If you are a true Hip Hop head, you must be familiar with Uncle Murda's end of year 'Rap Up'.

The Rap Ups encompass controversial and topical issues of the year.

Now Malawian Hip Hop artist Kalawe has taken a similar route by giving fans a dose of what is happening in the country by putting his own spin to it.

On Tuesday night, he posted the video using the legendary instrument 'I got five on it' by the duo Luniz where he addressed issues of forex, the Kwacha losing value and taxes among other financial woes people are facing.

He took a swipe at the Tonse Alliance for lying to Malawians that their pact was intact.

He spits that everyone can see the cracks and there is no use denying it.

Kalawe then goes after the issue of corruption in the country, one of the most heated as Anti Corruption Bureau Director General, Martha Chizuma, faces backlash to prosecute businessman, Zuneth Sattah and his associates.

Vice President Saulos Chilima is well-known for his proverbs both during campaign and now in government.

As Kalawe sees it, Malawians are failing to eat thrice a day as they were promised and he hits at the VP to stop with the proverbs because they don't bring development or food on the table.

The song takes a funny turn when Kalawe asks Professor John Chisi, a former aspiring president on why Malawi seems cursed.

Chisi goes on to explain the country's curse started with Malawi Congress Party leader, Kamuzu Banda.

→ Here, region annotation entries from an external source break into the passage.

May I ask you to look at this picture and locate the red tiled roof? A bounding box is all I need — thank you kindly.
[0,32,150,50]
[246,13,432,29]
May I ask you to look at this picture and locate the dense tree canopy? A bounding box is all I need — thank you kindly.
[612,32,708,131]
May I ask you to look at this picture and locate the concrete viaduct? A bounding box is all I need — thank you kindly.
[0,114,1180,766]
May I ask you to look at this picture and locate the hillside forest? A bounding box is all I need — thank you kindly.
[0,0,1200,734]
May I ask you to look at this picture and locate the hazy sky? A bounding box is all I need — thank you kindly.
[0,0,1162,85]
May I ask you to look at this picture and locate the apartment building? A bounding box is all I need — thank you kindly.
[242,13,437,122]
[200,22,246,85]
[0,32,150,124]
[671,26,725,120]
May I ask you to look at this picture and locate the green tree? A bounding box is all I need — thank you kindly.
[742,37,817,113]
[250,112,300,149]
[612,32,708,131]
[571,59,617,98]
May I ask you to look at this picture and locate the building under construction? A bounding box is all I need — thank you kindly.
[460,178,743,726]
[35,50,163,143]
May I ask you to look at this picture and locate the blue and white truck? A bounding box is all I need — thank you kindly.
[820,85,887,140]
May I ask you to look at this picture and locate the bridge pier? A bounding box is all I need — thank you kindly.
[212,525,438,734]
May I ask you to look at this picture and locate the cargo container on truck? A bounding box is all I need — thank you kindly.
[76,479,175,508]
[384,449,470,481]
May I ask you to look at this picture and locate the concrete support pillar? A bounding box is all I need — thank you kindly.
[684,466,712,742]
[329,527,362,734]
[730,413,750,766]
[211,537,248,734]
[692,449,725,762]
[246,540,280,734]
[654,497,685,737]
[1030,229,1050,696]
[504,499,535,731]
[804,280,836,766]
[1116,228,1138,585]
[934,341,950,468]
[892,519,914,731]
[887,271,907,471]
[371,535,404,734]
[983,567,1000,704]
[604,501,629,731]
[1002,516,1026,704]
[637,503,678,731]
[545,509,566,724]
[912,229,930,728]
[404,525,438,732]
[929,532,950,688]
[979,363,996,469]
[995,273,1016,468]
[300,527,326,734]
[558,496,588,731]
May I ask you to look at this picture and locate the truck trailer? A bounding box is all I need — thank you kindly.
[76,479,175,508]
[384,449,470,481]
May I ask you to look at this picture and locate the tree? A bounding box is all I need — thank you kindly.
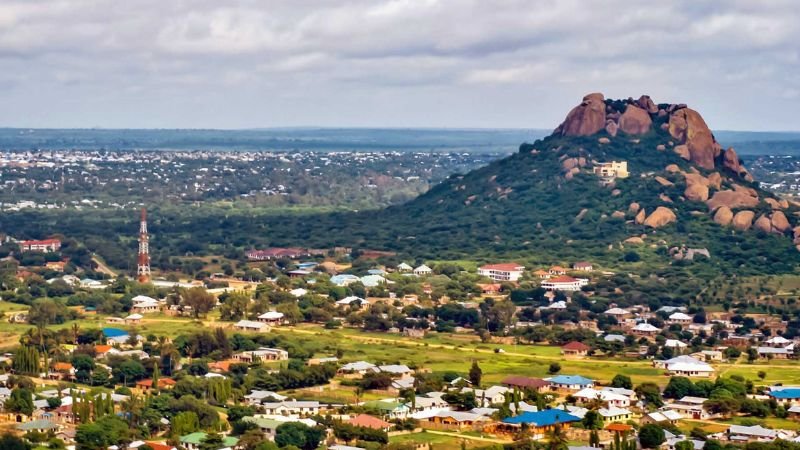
[275,422,323,450]
[180,287,217,319]
[4,388,33,416]
[639,423,667,448]
[469,361,483,388]
[611,374,633,389]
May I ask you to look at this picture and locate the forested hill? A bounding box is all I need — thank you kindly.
[0,94,800,278]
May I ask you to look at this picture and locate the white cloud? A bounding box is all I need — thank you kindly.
[0,0,800,129]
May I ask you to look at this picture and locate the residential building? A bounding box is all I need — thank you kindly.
[478,263,525,282]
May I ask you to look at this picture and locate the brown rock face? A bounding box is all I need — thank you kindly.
[619,105,653,135]
[683,183,708,202]
[556,93,606,136]
[636,95,658,114]
[706,191,758,211]
[753,215,772,233]
[672,144,692,161]
[770,211,792,234]
[656,176,672,186]
[669,108,718,170]
[714,206,733,226]
[644,206,678,228]
[606,120,619,137]
[732,210,756,230]
[722,147,742,174]
[633,208,647,225]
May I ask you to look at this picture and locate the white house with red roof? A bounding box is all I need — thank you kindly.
[542,275,589,291]
[478,263,525,281]
[19,239,61,252]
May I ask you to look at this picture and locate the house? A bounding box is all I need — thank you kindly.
[769,386,800,406]
[179,431,239,450]
[414,264,433,276]
[545,375,594,391]
[533,269,551,280]
[461,386,511,407]
[233,319,270,333]
[15,419,61,434]
[44,261,67,272]
[572,388,631,408]
[345,414,393,432]
[337,361,378,376]
[244,390,287,406]
[131,295,161,314]
[336,295,369,309]
[242,414,317,441]
[364,399,411,420]
[478,263,525,282]
[631,322,661,337]
[664,396,716,420]
[725,425,778,443]
[542,275,589,291]
[331,273,360,287]
[378,364,414,378]
[261,400,321,416]
[597,406,633,424]
[756,345,794,359]
[764,336,794,348]
[667,312,692,325]
[258,311,283,325]
[233,347,289,364]
[500,375,550,392]
[428,411,491,429]
[19,239,61,253]
[641,409,683,425]
[592,161,629,183]
[561,341,591,356]
[136,377,176,392]
[572,261,594,272]
[125,314,144,325]
[653,355,714,377]
[501,409,581,440]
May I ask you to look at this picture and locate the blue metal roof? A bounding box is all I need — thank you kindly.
[503,409,581,427]
[550,375,594,386]
[103,328,128,338]
[769,388,800,399]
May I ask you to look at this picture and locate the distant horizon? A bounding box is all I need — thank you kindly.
[0,124,800,134]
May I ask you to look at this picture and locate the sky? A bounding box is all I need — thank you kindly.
[0,0,800,131]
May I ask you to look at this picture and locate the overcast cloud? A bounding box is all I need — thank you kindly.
[0,0,800,130]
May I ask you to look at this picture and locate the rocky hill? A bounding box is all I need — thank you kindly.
[316,93,800,273]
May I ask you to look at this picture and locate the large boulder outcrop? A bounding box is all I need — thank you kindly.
[683,183,708,202]
[714,206,733,226]
[556,92,606,136]
[731,210,756,230]
[722,147,742,175]
[706,190,758,211]
[644,206,678,228]
[619,105,653,135]
[669,108,720,170]
[770,211,792,234]
[753,215,772,233]
[633,208,647,225]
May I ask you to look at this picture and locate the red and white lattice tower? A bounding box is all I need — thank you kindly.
[136,208,150,283]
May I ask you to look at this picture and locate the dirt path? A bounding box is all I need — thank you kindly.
[425,430,512,444]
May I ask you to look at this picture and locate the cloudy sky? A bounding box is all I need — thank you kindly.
[0,0,800,130]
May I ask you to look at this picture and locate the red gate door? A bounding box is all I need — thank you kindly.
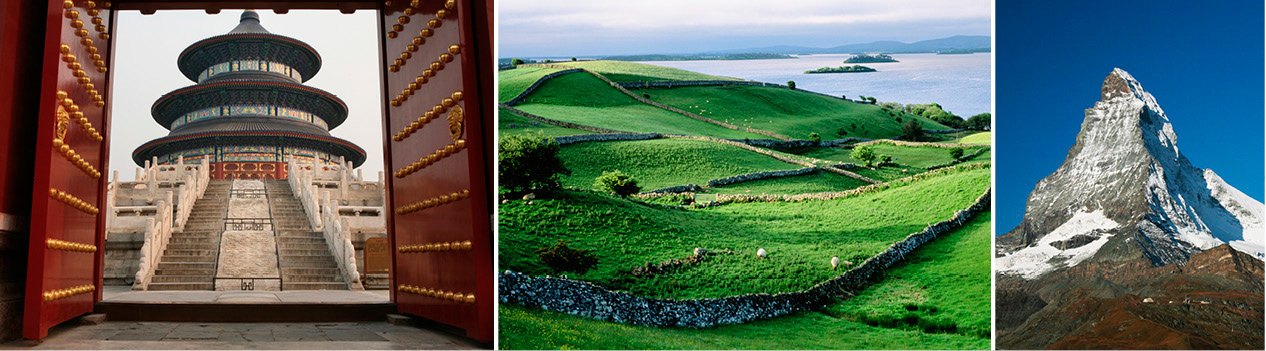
[23,0,114,338]
[379,0,496,341]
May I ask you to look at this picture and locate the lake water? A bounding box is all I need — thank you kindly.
[642,53,991,118]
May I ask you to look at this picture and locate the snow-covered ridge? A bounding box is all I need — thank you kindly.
[999,68,1266,279]
[996,209,1120,279]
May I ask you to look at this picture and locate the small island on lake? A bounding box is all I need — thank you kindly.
[601,53,796,61]
[804,65,877,75]
[844,53,900,63]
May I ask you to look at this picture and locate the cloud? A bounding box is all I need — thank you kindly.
[498,0,993,56]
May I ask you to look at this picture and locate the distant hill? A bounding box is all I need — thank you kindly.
[701,35,991,54]
[601,53,795,61]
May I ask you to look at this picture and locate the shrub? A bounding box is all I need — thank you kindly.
[901,119,923,142]
[498,133,571,191]
[966,112,993,131]
[851,144,876,167]
[594,170,642,196]
[536,239,598,274]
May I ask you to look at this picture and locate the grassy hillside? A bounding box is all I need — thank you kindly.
[496,67,562,103]
[827,213,991,340]
[711,171,870,195]
[496,109,591,137]
[800,143,981,169]
[555,61,738,82]
[515,72,768,138]
[956,132,994,144]
[560,139,801,190]
[634,86,947,139]
[500,164,990,298]
[500,214,990,350]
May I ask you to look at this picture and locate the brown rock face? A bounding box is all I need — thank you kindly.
[1099,72,1133,101]
[996,245,1266,350]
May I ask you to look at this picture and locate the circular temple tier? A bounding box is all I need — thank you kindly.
[132,10,365,179]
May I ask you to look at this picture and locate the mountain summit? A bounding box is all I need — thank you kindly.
[998,68,1263,279]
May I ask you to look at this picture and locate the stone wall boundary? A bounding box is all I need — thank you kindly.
[499,104,628,134]
[927,147,989,171]
[633,162,991,205]
[504,68,584,106]
[498,189,993,328]
[585,70,791,141]
[708,167,818,188]
[853,139,990,148]
[553,133,663,146]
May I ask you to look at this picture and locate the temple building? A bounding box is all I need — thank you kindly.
[132,10,365,179]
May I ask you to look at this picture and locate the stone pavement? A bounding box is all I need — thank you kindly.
[101,286,391,304]
[0,322,487,350]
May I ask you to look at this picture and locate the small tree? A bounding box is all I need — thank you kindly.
[536,239,598,274]
[851,144,876,167]
[967,112,993,131]
[901,119,923,142]
[594,170,642,196]
[498,133,571,191]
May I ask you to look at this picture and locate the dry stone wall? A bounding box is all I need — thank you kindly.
[505,68,584,106]
[928,147,989,171]
[553,133,663,144]
[499,190,990,328]
[708,167,818,188]
[500,104,628,133]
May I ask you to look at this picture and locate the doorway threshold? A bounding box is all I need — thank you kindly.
[95,286,396,322]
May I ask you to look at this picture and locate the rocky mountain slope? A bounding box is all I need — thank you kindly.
[995,68,1263,348]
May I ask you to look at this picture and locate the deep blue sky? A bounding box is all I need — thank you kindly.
[994,1,1263,234]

The rap then goes to address the scandal of Thomas as everyday Malawians are learning on social media how girls are indulging in sexual activities for money.

Former Enlightened Christian Gathering (ECG) now Christ Nation pastor, Mlaka Maliro also makes the cut for his failed return of Mlaka Blantyre show and so does afro pop artist Keturah.

He ends off the lighter part of the song by  going off on socialite Pemphero Mphande who was told by Prophet Liabunya that he will die by saying Mphande did not die but just went to heaven to give angels pineapples.

President Lazarus Chakwera also makes it into the song as the last person he addresses focusing on the viral clip in which his bodyguards kicked a man on a bicycle.